Now that they put it that way, yeah, a costume that zips up the front definitely IS more practical.
(The goggles, however, still have to go.)
Okay, seriously, is this the big turnaround for DC Comics? I don’t know. I’m one of the readers they lost, remember? I haven’t been inside a comic shop for more than 4 years. So I’m really not in a position to judge if any of this is real or if it’s another cheap stunt: a mean-spirited attempt to lure back fans so they can punch them in the stomach one last time.
I will say this to both sides, both DC and the ex-readers like myself:
Ex-readers, we need to be patient. The DCU took 25 years to break, the dysfunction took a quarter of a century to create, it can’t be fixed in 3 months.
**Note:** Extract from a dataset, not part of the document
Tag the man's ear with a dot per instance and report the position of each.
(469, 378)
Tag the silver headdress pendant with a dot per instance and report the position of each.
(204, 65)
DC, see above. It took 25 years to break – not just the FUBAR of your universe but the trust of ex-readers like me. You’re not going to fix that in 3 months either.
One of my readers who knows I’m a huge Aaron Sorkin fan sent me this, framing “The New 52” in the spirit of Studio 60.
And that’s a great quote, but there’s a different line from that same pilot episode that came to mind for me:
“I have no reason to trust you and every reason not to.”
I know it sounds ominous, but it’s not. Not really. Trust is earned, and what’s broken can be fixed, and heroes press on even when it gets hard…
Hey, Winnick, psst. <insert sexy double entendre here if you dare>.